Mi madre lo oyó acercarse y, cogiendo el libro de Moliere, entró con sigilo en el comedor, donde él no la viera. Se puso a leer de pie en un rincón del comedor, escondiéndose de su familia. Esperó a que la puerta se abriera y se cerrara.

Mis vecinos y profesores, amigos y familiares se colocaron en círculo alrededor de un lugar escogido al azar, no muy lejos de donde me habían matado.

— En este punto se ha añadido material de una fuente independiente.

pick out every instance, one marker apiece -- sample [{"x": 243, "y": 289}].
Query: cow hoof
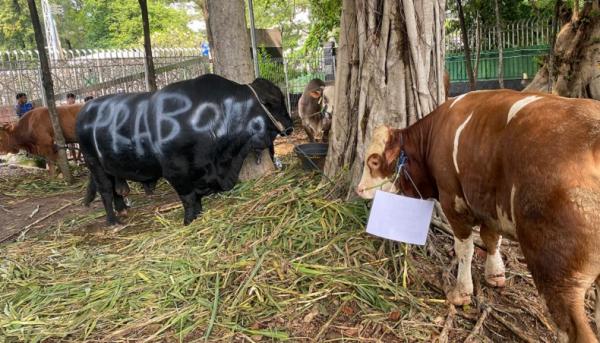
[
  {"x": 458, "y": 298},
  {"x": 497, "y": 280}
]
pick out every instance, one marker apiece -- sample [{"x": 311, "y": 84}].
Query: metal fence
[
  {"x": 517, "y": 64},
  {"x": 99, "y": 72},
  {"x": 517, "y": 34},
  {"x": 92, "y": 72},
  {"x": 292, "y": 75}
]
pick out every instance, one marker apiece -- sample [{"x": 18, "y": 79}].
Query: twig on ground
[
  {"x": 26, "y": 229},
  {"x": 473, "y": 335},
  {"x": 439, "y": 224},
  {"x": 328, "y": 323},
  {"x": 443, "y": 338},
  {"x": 517, "y": 331},
  {"x": 35, "y": 211}
]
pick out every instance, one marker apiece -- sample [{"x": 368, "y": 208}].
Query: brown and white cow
[
  {"x": 520, "y": 165},
  {"x": 315, "y": 109},
  {"x": 34, "y": 134}
]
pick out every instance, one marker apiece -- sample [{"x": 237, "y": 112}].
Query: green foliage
[
  {"x": 118, "y": 24},
  {"x": 325, "y": 17},
  {"x": 510, "y": 10},
  {"x": 281, "y": 14},
  {"x": 99, "y": 24},
  {"x": 270, "y": 69},
  {"x": 16, "y": 32}
]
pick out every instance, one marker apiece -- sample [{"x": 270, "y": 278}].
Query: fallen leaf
[
  {"x": 311, "y": 315},
  {"x": 394, "y": 316},
  {"x": 352, "y": 332},
  {"x": 348, "y": 310}
]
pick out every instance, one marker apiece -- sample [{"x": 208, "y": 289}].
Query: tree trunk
[
  {"x": 500, "y": 44},
  {"x": 477, "y": 49},
  {"x": 390, "y": 71},
  {"x": 465, "y": 35},
  {"x": 555, "y": 21},
  {"x": 148, "y": 61},
  {"x": 573, "y": 68},
  {"x": 49, "y": 92},
  {"x": 230, "y": 50}
]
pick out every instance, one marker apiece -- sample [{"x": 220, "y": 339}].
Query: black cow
[{"x": 195, "y": 133}]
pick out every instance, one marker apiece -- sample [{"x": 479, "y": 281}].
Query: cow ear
[{"x": 392, "y": 146}]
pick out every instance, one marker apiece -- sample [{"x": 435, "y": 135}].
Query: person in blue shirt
[{"x": 22, "y": 105}]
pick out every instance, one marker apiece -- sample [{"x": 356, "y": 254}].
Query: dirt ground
[{"x": 25, "y": 205}]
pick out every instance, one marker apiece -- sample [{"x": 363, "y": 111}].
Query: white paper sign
[{"x": 400, "y": 218}]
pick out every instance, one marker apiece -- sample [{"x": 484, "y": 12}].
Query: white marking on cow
[
  {"x": 464, "y": 252},
  {"x": 457, "y": 99},
  {"x": 517, "y": 106},
  {"x": 513, "y": 192},
  {"x": 494, "y": 265},
  {"x": 507, "y": 227},
  {"x": 456, "y": 139},
  {"x": 141, "y": 129},
  {"x": 460, "y": 206},
  {"x": 179, "y": 104},
  {"x": 217, "y": 119}
]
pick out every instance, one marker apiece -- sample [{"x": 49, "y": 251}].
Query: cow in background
[
  {"x": 315, "y": 109},
  {"x": 525, "y": 166},
  {"x": 194, "y": 133},
  {"x": 34, "y": 133}
]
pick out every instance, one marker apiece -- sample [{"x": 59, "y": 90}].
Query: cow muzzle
[{"x": 288, "y": 131}]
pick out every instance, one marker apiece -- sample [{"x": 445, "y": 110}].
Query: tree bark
[
  {"x": 555, "y": 21},
  {"x": 148, "y": 61},
  {"x": 390, "y": 71},
  {"x": 49, "y": 92},
  {"x": 465, "y": 35},
  {"x": 230, "y": 51},
  {"x": 500, "y": 44},
  {"x": 572, "y": 70}
]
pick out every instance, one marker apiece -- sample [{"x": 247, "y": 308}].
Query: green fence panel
[{"x": 516, "y": 63}]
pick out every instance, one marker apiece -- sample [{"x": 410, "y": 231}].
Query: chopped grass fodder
[{"x": 273, "y": 259}]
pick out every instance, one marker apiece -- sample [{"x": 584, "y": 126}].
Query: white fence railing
[
  {"x": 525, "y": 33},
  {"x": 93, "y": 72},
  {"x": 100, "y": 72}
]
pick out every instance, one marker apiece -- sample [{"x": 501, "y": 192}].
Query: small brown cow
[
  {"x": 315, "y": 108},
  {"x": 520, "y": 165},
  {"x": 34, "y": 133}
]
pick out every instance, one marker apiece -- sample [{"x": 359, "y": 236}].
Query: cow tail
[{"x": 91, "y": 192}]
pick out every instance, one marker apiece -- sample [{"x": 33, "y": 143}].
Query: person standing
[
  {"x": 70, "y": 98},
  {"x": 22, "y": 106}
]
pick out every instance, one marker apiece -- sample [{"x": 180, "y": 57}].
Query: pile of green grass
[{"x": 277, "y": 258}]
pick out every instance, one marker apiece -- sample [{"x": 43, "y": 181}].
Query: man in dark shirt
[
  {"x": 22, "y": 105},
  {"x": 70, "y": 98}
]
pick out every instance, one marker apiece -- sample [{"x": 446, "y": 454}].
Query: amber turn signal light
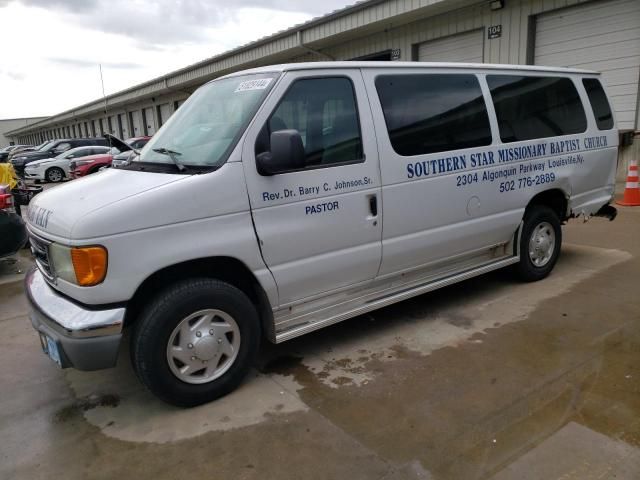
[{"x": 89, "y": 264}]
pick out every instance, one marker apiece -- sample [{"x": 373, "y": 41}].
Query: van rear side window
[
  {"x": 433, "y": 112},
  {"x": 599, "y": 103},
  {"x": 536, "y": 107}
]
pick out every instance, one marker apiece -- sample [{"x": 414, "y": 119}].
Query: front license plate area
[{"x": 50, "y": 348}]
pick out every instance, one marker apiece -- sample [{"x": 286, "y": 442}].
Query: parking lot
[{"x": 486, "y": 379}]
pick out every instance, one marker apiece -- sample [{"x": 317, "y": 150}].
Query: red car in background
[{"x": 92, "y": 163}]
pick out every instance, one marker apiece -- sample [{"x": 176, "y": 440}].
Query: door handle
[{"x": 373, "y": 205}]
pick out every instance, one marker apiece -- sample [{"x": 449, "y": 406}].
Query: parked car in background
[
  {"x": 124, "y": 158},
  {"x": 24, "y": 149},
  {"x": 57, "y": 169},
  {"x": 6, "y": 151},
  {"x": 13, "y": 233},
  {"x": 53, "y": 149}
]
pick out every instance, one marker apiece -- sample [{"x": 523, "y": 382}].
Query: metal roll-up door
[
  {"x": 165, "y": 113},
  {"x": 463, "y": 47},
  {"x": 150, "y": 121},
  {"x": 602, "y": 36},
  {"x": 136, "y": 124}
]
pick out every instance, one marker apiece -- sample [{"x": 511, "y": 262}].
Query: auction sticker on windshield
[{"x": 259, "y": 84}]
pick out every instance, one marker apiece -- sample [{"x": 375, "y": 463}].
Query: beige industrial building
[
  {"x": 602, "y": 35},
  {"x": 10, "y": 124}
]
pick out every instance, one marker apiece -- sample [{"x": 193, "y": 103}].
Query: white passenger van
[{"x": 283, "y": 199}]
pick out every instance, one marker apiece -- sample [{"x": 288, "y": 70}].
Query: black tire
[
  {"x": 152, "y": 332},
  {"x": 54, "y": 175},
  {"x": 535, "y": 217}
]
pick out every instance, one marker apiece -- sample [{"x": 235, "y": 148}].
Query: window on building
[
  {"x": 599, "y": 103},
  {"x": 536, "y": 107},
  {"x": 324, "y": 112},
  {"x": 429, "y": 113}
]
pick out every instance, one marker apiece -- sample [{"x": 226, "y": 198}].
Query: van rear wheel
[
  {"x": 195, "y": 342},
  {"x": 539, "y": 243},
  {"x": 54, "y": 175}
]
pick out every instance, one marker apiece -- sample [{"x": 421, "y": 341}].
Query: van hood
[{"x": 56, "y": 211}]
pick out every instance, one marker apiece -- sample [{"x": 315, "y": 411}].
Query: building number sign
[{"x": 494, "y": 31}]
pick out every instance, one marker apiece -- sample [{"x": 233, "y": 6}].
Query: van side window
[
  {"x": 324, "y": 112},
  {"x": 433, "y": 112},
  {"x": 536, "y": 107},
  {"x": 599, "y": 103}
]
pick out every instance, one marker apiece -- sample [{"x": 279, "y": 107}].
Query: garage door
[
  {"x": 165, "y": 113},
  {"x": 463, "y": 47},
  {"x": 603, "y": 36}
]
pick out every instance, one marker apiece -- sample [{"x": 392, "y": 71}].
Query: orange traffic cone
[{"x": 631, "y": 196}]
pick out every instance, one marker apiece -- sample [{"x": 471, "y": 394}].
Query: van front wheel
[
  {"x": 539, "y": 243},
  {"x": 195, "y": 342}
]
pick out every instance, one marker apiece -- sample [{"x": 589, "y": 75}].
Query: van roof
[{"x": 396, "y": 65}]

Mi padre y mis hermanos volvieron a oír los cantos en cuanto salieron. Todo en mi padre se inclinó y lanzó hacia el calor y la luz. Quería desesperadamente que yo estuviera presente en la mente y en el corazón de todos. Mientras observaba, me di cuenta de algo: casi todos se despedían de mí. Me había convertido en una de las muchas niñas desaparecidas. Ellos volverían a sus casas y me enterrarían, como una carta del pasado que no volvería a abrirse o leerse. Y yo tenía una oportunidad para despedirme de ellos y desearles lo mejor, bendecirlos de alguna manera por sus buenos pensamientos. Un apretón de manos en la calle, un objeto caído recogido y devuelto, o un afable saludo con la mano desde una ventana lejana, un movimiento de la cabeza, una sonrisa, unos ojos que se fijan en la travesura de un niño.

Ruth fue la primera en ver a los tres miembros de mi familia, y tiró a Ray de la manga.

– Ve a ayudarlos -susurró.

Y Ray, que había conocido a mi padre el primer día de lo que resultaría ser un largo trayecto para intentar dar con mi asesino, se adelantó. Samuel también se separó de la gente. Como jóvenes pastores, condujeron a mi padre y a mis hermanos hasta el grupo, que se apartó para dejarles pasar y guardó silencio.

Mi padre llevaba meses sin salir de casa salvo para ir y volver del trabajo o sentarse en el patio trasero, y no había visto a sus vecinos. Ahora los miró, uno por uno, y se dio cuenta de que me habían querido personas que él ni siquiera reconocía. Sintió una oleada de afecto como no había experimentado en lo que le parecía mucho tiempo, con la excepción de los breves instantes olvidados con Buckley, los amorosos accidentes con su hijo.